Colloquium: Walter Melion

Date/Time
Date(s) - 02/10/2022 - 02/11/2022
All Day

Category(ies)


Walter Melion is Asa Griggs Candler Professor of Art History at Emory University in Atlanta, where he directs the Fox Center for Humanistic Inquiry (Emory’s institute for advanced study in the humanities).  He is author of three monographs and over eighty articles, co-author of two exhibition catalogues, and editor or co-editor of more than twenty volumes.  He will be our Colloquium presenter on Thursday, February 10th.

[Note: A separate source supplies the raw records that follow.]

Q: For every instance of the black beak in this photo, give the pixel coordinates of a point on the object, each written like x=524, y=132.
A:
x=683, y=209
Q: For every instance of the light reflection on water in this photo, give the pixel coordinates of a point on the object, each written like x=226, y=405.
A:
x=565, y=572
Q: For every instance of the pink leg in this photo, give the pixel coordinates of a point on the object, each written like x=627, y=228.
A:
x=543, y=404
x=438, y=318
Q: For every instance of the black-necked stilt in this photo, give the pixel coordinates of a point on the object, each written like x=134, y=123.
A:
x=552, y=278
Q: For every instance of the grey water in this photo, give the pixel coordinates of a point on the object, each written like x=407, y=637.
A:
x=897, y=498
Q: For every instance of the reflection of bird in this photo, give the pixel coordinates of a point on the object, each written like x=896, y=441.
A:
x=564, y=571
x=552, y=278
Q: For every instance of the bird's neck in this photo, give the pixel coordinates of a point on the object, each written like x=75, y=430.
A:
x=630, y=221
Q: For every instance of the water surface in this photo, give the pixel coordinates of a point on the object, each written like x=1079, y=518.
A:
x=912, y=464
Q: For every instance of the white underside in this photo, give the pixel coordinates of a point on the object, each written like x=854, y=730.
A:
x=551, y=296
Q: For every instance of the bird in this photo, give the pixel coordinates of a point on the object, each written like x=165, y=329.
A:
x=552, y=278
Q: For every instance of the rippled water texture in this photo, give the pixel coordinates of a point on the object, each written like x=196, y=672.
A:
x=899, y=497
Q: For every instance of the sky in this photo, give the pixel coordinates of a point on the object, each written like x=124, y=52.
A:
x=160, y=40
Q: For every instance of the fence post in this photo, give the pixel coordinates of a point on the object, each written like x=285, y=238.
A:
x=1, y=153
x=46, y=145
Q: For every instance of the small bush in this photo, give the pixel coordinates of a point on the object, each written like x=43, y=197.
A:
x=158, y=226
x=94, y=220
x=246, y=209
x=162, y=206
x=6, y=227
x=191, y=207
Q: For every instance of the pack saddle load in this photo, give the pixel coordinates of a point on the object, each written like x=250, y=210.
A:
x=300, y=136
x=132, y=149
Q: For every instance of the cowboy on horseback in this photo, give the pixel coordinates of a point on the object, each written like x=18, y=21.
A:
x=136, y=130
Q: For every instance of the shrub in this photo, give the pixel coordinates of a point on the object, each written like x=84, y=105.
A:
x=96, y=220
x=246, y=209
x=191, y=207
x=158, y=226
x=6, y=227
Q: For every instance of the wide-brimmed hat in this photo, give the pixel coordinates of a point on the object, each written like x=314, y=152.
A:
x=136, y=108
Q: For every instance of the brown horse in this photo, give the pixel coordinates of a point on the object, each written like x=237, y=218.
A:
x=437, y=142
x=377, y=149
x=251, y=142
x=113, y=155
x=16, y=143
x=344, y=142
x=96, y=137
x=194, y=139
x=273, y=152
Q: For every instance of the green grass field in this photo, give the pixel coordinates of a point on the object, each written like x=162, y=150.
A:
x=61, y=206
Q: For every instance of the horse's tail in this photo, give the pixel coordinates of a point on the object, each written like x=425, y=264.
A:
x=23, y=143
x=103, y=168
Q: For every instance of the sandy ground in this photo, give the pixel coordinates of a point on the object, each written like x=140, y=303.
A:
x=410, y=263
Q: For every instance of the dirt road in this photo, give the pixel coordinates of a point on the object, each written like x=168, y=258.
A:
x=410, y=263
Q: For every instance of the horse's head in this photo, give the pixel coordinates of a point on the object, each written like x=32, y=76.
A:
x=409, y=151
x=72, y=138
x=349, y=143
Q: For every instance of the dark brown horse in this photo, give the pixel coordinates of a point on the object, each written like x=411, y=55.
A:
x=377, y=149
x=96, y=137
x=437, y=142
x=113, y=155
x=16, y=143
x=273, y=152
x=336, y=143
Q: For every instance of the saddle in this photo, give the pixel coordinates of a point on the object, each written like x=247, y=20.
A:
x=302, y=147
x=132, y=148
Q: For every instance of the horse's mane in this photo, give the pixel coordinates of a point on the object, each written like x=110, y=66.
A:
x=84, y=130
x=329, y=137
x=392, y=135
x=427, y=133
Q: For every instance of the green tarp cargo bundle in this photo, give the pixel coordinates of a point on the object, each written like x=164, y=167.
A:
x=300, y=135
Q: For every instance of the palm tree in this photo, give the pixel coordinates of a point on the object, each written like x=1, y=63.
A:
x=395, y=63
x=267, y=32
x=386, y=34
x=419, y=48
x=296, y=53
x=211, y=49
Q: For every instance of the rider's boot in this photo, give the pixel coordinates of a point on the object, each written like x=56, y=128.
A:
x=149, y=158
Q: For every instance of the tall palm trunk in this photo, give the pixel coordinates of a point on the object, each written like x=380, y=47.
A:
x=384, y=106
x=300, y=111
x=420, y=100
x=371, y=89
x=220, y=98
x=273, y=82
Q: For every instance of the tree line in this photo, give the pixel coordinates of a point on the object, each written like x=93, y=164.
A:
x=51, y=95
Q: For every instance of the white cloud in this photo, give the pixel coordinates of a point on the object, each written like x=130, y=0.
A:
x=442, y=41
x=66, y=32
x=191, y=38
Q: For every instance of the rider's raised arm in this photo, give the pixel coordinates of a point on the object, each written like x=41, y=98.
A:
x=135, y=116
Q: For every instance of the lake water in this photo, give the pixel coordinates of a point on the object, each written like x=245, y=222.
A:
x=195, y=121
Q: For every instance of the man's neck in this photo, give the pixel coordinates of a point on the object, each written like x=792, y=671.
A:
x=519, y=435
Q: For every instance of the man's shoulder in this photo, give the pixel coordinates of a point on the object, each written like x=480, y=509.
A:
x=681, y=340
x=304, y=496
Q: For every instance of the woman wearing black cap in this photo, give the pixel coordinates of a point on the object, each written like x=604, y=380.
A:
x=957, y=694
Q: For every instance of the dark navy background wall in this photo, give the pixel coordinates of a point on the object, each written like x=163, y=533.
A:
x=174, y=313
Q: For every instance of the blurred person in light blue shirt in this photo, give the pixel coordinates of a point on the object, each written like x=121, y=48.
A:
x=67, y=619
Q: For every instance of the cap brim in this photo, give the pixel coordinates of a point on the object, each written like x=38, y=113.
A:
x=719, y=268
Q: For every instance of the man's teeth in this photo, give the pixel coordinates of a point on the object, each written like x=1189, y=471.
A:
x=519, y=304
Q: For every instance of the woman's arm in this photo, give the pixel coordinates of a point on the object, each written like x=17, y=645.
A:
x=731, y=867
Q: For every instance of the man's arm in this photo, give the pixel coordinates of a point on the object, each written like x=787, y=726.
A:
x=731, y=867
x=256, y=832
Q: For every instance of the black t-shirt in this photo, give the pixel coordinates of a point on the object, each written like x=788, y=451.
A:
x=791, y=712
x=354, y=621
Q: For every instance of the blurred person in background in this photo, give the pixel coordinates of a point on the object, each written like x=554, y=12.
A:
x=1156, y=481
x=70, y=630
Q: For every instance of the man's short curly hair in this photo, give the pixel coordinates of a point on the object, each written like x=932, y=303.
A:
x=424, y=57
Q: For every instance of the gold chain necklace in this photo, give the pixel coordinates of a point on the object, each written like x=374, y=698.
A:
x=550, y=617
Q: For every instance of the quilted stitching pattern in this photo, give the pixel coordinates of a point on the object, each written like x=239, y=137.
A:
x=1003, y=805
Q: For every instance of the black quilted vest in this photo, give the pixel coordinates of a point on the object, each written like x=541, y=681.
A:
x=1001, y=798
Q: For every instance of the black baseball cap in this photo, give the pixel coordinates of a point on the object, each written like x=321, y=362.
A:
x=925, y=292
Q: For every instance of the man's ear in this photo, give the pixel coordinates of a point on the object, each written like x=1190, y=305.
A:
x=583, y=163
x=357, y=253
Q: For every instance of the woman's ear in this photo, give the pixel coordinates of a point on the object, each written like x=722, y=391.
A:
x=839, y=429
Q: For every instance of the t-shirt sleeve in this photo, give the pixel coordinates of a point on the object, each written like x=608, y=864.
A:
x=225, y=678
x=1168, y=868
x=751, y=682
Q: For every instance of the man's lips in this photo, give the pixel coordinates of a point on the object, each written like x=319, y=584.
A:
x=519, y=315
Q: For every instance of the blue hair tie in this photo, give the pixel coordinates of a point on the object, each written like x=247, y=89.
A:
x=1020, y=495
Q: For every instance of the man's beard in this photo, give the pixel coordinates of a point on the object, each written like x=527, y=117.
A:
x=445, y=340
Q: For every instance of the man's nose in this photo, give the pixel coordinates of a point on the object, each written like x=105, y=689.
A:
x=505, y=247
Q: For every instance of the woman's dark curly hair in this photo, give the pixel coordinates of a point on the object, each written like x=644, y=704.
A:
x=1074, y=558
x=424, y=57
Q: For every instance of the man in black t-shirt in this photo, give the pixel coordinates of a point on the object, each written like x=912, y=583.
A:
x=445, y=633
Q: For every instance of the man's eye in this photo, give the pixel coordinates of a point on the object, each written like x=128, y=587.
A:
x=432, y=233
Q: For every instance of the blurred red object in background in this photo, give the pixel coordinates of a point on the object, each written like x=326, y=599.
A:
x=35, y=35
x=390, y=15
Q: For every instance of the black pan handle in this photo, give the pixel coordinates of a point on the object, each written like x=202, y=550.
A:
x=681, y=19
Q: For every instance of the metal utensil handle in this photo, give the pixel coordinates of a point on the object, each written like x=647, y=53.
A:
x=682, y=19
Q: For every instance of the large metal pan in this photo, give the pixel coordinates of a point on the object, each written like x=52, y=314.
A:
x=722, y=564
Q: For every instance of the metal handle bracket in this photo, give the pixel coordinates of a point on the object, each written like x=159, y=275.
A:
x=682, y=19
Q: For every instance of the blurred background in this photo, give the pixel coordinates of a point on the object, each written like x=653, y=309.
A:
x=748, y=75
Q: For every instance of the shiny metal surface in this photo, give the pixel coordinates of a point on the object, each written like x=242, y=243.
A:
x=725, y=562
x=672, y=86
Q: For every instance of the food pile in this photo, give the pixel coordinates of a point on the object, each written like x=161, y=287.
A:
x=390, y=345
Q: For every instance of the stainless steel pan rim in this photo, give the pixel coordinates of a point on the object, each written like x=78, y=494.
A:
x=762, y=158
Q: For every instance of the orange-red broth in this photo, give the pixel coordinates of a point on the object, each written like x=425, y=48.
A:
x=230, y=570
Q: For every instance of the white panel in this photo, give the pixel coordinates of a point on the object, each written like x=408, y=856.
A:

For those who prefer to join via Zoom: https://byu.zoom.us/j/94078851742

Title: Praying through Prints: Interpolated Images as Exegetical Glosses in a Customized Copy of Franciscus Costerus’s Dutch New Testament into an Exegetical Prayerbook

Art historians, codicologists, and historians of the book have increasingly come to recognize that printed books, like other categories of book, such as codices, were ‘permeable’ rather than ‘fixed’ objects.  Just as manuscripts were mutable, their material form and constituent parts manipulable, so too, printed books could be adapted to need or use, their format altered to fit a wide spectrum of functions, in response to contingent circumstances of all kinds.  Our session focuses on the ways in which pictorial images anchored processes of customization specific to the printed book.  How did the presence of images condition alterations to the physical structure of the book—through insertion or interpolation, subtraction or deletion, adjustments in the ordering of folios or quires, amendments of image or text?  Although our primary interest is in printed books and print series bound like books, we shall also consider how meaningful alterations made to incunabula and early printed books often followed (though also diverged from) the patterns such changes took in manuscript codices.  In particular, we are interested in exploring the manner and meaning of autograph insertions—both written and drawn—into printed books, and conversely, of printed images embedded or interpolated into manuscripts.  Throughout “Customizing Books Around Images,” the emphasis will fall on the hermeneutic functions of the modifications made by makers and users to the structure of their books.